Você já imaginou o que seria a sua vida sem seus pais?
Ver aquele número no celular e não poder mandar mensagem?
Não mais contar com a possibilidade de visitá-los para roubar um colo e desabafar as mágoas?
Não mais ouvir seus conselhos na mateada?
Não reclamar que eles estão usando o dedo preguiçosamente como talher para apanhar o arroz na borda do prato?
Localizar algo de que eles gostam no comércio e não ter mais sentido comprar um presente?
Tenha no coração que seus pais não têm mais os pais deles quando se atrapalharem com uma tarefa simples
Sentir vontade de um abraço e se perceber impossibilitado de comunicar a saudade?
Agora pense nos seus pais envelhecidos de 75 anos, de 80 anos. Eles não têm mais pai e mãe. Seus avós morreram faz tempo.
Seus pais sofrem com a despedida de seus protetores. É como dormir sem a parte de cima da casa para os dias de tempestade, sem a bênção de seus velhos para acalmar as tormentas. É uma dor destelhada.
Não há quem olhe por eles assim como você é olhado com tamanho zelo por ambos.
A alma deles é um orfanato.
Não importa a idade avançada, seus lutos são de uma criança aprendendo a se virar sozinha, assumindo precocemente a responsabilidade pelos seus atos.
Tanto que eu acredito que só amadurecemos quando perdemos os pais. Quando a data da partida se consolida como um segundo aniversário.
É um vazio existencial que se descortina e fica para sempre. A vida jamais será a mesma. Carecerá de uma cola para ligar as peças de sua memória. Suas sensações virarão fantasmas, o vento se transformará numa voz, a chaleira apitando será uma campainha por dentro do peito. A rotina se abrirá ao sobrenatural com a materialidade de quem divide uma bergamota.
Tenha em mente que seus pais não têm mais os pais deles quando repetirem uma história.
Tenha noção de que seus pais não têm mais os pais deles quando esquecerem o que havia por dizer.
Tenha consciência de que seus pais não têm mais os pais deles quando telefonarem e você estiver prestes a recusar a ligação.
Tenha no coração que seus pais não têm mais os pais deles quando se atrapalharem com uma tarefa simples.

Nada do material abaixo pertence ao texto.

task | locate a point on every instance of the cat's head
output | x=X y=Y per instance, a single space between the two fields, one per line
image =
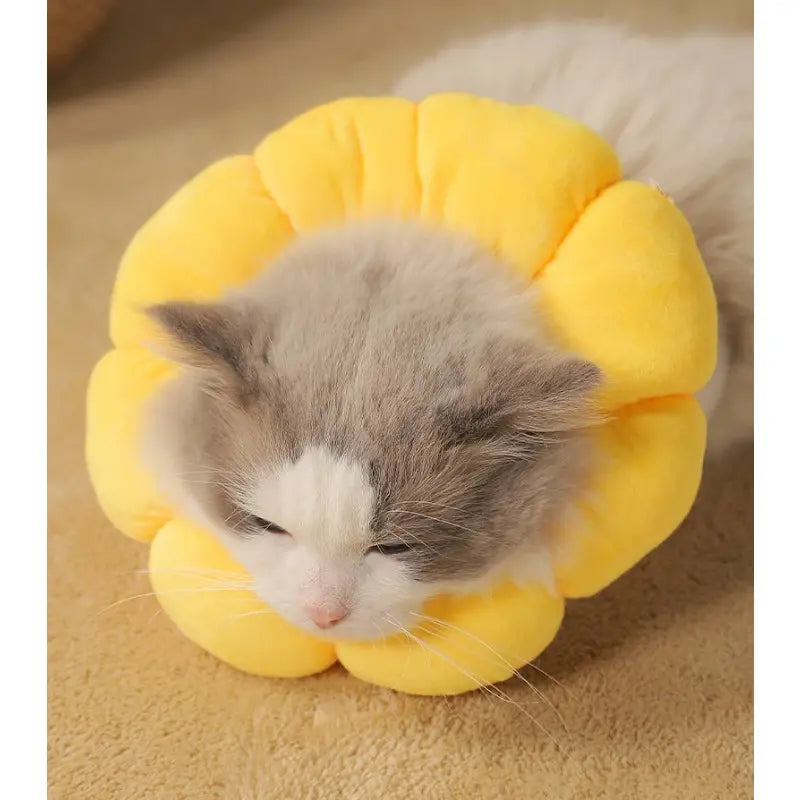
x=374 y=420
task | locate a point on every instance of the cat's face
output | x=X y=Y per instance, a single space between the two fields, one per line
x=372 y=426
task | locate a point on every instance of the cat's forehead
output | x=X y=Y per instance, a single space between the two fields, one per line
x=325 y=500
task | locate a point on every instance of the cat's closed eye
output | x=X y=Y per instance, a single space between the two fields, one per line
x=266 y=525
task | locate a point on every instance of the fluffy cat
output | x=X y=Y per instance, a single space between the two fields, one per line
x=379 y=417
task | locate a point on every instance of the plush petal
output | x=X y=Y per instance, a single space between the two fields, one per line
x=357 y=161
x=620 y=281
x=629 y=291
x=121 y=384
x=461 y=643
x=513 y=177
x=647 y=472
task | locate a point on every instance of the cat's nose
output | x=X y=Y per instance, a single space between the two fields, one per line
x=325 y=616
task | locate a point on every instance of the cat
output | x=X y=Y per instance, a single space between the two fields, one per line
x=380 y=417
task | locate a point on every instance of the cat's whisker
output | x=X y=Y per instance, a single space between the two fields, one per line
x=538 y=692
x=494 y=691
x=186 y=590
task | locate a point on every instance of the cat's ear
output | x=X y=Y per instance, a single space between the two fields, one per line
x=525 y=400
x=217 y=339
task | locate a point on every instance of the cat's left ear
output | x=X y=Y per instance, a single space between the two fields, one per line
x=218 y=339
x=524 y=399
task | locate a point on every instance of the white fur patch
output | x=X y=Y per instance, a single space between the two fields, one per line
x=325 y=502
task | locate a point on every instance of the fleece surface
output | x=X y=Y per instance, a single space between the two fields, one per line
x=655 y=673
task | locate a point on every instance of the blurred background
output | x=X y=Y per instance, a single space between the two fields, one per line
x=142 y=95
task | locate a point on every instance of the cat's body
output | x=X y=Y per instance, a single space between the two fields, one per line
x=380 y=416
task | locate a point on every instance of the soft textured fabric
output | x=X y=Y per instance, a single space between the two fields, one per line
x=621 y=283
x=655 y=672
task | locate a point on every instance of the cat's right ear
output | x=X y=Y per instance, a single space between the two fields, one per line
x=216 y=339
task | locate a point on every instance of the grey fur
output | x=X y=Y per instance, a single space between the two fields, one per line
x=408 y=350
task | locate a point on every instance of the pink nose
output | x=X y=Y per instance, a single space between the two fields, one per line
x=325 y=616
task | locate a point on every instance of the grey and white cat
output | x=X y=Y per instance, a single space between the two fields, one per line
x=380 y=417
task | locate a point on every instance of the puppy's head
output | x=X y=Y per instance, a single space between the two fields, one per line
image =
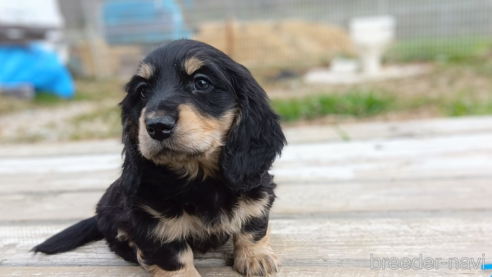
x=193 y=109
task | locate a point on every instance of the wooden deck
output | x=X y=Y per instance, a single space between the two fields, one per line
x=391 y=190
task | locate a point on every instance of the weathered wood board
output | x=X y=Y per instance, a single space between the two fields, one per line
x=392 y=190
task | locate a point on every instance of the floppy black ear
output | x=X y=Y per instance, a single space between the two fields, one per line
x=255 y=138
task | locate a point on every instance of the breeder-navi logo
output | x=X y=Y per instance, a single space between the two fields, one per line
x=419 y=263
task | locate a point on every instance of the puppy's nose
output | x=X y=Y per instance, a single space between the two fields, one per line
x=160 y=128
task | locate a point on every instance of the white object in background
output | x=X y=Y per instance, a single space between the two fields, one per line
x=344 y=65
x=372 y=36
x=31 y=13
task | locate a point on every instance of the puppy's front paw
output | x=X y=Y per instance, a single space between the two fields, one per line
x=253 y=261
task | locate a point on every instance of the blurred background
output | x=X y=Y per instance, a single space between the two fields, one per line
x=63 y=63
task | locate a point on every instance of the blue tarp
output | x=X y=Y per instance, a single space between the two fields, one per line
x=36 y=66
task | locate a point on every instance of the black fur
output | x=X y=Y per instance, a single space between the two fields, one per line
x=252 y=144
x=71 y=238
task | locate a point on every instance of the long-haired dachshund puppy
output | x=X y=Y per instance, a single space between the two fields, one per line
x=199 y=138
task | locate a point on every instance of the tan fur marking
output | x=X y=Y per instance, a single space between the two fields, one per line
x=185 y=258
x=192 y=64
x=202 y=135
x=254 y=258
x=170 y=229
x=145 y=70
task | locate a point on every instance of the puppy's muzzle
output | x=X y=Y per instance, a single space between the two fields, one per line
x=160 y=128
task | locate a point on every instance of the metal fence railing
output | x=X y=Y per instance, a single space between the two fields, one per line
x=108 y=37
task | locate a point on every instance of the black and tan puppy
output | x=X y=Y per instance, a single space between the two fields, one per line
x=199 y=137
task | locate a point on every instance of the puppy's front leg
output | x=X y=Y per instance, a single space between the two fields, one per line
x=252 y=252
x=173 y=259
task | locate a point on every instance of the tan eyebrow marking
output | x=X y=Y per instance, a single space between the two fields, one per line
x=192 y=64
x=145 y=71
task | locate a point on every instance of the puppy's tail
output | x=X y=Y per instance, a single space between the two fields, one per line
x=71 y=238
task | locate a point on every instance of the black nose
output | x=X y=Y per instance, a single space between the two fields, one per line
x=160 y=128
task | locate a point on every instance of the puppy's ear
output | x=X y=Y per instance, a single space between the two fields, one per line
x=255 y=138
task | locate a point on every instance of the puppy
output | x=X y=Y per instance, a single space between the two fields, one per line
x=199 y=137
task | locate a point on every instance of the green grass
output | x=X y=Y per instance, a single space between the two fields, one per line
x=352 y=103
x=464 y=105
x=444 y=50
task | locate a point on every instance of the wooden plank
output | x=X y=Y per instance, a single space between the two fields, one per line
x=57 y=182
x=454 y=157
x=286 y=271
x=316 y=153
x=327 y=242
x=471 y=194
x=61 y=148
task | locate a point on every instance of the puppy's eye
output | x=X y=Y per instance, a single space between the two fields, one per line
x=201 y=84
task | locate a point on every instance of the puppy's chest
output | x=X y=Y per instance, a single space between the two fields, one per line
x=197 y=221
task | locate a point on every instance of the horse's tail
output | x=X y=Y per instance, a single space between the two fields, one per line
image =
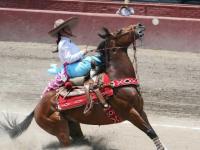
x=13 y=129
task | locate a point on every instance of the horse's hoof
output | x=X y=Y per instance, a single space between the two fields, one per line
x=106 y=105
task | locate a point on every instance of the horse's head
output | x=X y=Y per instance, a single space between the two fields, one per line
x=125 y=36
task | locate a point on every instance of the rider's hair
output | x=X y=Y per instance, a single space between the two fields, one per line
x=57 y=42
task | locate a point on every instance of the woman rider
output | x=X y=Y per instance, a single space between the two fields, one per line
x=75 y=63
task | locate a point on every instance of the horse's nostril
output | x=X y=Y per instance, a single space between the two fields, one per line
x=140 y=25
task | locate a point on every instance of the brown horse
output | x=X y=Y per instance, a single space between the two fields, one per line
x=127 y=101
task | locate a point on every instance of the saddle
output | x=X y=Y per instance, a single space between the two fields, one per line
x=84 y=92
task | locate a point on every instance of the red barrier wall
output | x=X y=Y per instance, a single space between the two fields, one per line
x=33 y=25
x=144 y=9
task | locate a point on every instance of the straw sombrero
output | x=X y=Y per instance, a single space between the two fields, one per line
x=61 y=24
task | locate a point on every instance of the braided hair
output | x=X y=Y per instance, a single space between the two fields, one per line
x=57 y=42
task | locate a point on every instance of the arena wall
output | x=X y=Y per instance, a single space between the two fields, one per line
x=144 y=9
x=33 y=26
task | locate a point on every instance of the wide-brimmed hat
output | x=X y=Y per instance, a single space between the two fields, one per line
x=61 y=24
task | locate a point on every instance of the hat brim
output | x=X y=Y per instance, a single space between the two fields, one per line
x=71 y=23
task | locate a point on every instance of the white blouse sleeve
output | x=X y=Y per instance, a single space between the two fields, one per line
x=65 y=54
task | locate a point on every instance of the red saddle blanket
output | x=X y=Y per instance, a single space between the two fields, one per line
x=80 y=100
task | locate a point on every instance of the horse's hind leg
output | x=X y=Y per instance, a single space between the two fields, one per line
x=52 y=122
x=142 y=123
x=75 y=130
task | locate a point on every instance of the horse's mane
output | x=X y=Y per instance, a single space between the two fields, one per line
x=101 y=50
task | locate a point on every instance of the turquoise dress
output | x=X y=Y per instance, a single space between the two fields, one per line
x=82 y=67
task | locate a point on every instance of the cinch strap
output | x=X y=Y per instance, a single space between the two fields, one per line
x=123 y=82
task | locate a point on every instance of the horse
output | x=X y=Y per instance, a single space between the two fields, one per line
x=126 y=101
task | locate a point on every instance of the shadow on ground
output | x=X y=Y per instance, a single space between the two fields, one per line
x=88 y=143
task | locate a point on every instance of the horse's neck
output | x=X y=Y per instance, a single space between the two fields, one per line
x=120 y=67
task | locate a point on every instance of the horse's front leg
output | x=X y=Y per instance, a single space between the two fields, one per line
x=141 y=121
x=129 y=104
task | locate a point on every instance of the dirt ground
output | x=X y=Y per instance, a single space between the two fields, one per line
x=170 y=83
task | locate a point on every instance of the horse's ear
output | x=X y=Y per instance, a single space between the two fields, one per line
x=106 y=33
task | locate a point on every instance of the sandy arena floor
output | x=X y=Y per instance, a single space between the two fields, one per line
x=170 y=84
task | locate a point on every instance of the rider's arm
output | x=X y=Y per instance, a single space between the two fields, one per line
x=69 y=54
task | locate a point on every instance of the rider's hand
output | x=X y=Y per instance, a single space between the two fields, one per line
x=85 y=51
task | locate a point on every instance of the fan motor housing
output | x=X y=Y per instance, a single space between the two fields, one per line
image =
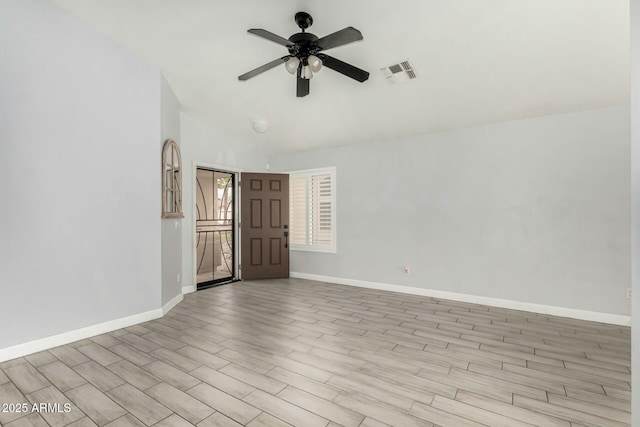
x=305 y=44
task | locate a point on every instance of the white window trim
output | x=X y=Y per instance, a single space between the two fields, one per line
x=333 y=248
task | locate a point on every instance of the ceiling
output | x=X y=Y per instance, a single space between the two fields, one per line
x=477 y=61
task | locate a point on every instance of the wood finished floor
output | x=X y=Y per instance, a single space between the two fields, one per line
x=302 y=353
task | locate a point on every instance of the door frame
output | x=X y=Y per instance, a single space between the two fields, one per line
x=236 y=217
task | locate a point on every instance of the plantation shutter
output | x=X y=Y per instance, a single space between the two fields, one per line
x=312 y=205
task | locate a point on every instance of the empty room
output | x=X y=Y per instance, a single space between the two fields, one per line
x=337 y=213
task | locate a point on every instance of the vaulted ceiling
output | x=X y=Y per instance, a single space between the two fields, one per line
x=477 y=62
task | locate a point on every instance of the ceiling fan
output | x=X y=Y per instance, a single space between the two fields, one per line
x=305 y=53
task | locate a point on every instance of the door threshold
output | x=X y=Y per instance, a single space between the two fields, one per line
x=213 y=285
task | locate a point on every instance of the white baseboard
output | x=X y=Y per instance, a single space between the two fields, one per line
x=188 y=289
x=88 y=332
x=594 y=316
x=175 y=301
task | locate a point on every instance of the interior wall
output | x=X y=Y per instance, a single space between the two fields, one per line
x=80 y=223
x=207 y=145
x=635 y=210
x=171 y=228
x=533 y=211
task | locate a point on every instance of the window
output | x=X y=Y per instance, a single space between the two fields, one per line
x=171 y=180
x=313 y=210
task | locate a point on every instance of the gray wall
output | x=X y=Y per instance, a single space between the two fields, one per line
x=534 y=211
x=206 y=144
x=80 y=199
x=635 y=209
x=171 y=228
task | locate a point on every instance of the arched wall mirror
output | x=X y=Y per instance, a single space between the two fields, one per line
x=171 y=180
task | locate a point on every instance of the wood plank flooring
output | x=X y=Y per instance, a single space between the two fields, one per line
x=303 y=353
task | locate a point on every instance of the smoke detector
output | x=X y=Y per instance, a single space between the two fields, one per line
x=259 y=126
x=400 y=72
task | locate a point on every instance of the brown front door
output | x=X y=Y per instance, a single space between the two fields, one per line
x=264 y=226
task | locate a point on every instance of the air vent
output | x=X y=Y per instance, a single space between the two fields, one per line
x=401 y=72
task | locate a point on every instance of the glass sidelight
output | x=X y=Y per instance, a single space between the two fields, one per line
x=215 y=240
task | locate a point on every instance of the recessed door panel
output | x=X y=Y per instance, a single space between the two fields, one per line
x=275 y=257
x=275 y=215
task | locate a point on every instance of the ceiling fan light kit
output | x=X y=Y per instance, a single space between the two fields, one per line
x=305 y=54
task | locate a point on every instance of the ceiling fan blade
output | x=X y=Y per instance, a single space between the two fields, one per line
x=339 y=38
x=270 y=36
x=263 y=68
x=303 y=87
x=344 y=68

Tenha em seu horizonte de ideias que seus pais não têm mais os pais deles quando começarem a chorar, ou quando acordarem desanimados, ou quando reclamarem de tudo.
Não os condene, não os censure, não desapareça. Contenha a sua ânsia de se afastar para ter menos trabalho e preocupações.
Seja, portanto, mais paciente, mais compreensivo, mais generoso, mais amigo dos seus pais.
O silêncio deles é mais profundo do que o seu, a distração deles é mais violenta do que a sua, o suspiro deles é mais longo do que o seu.
Todo pesar é, no fundo, um apego. Você não poderá ocupar o lugar de quem partiu — estará postumamente preenchido —, mas pode se sentar próximo de seus pais para diminuir um pouquinho a falta que faz o passado.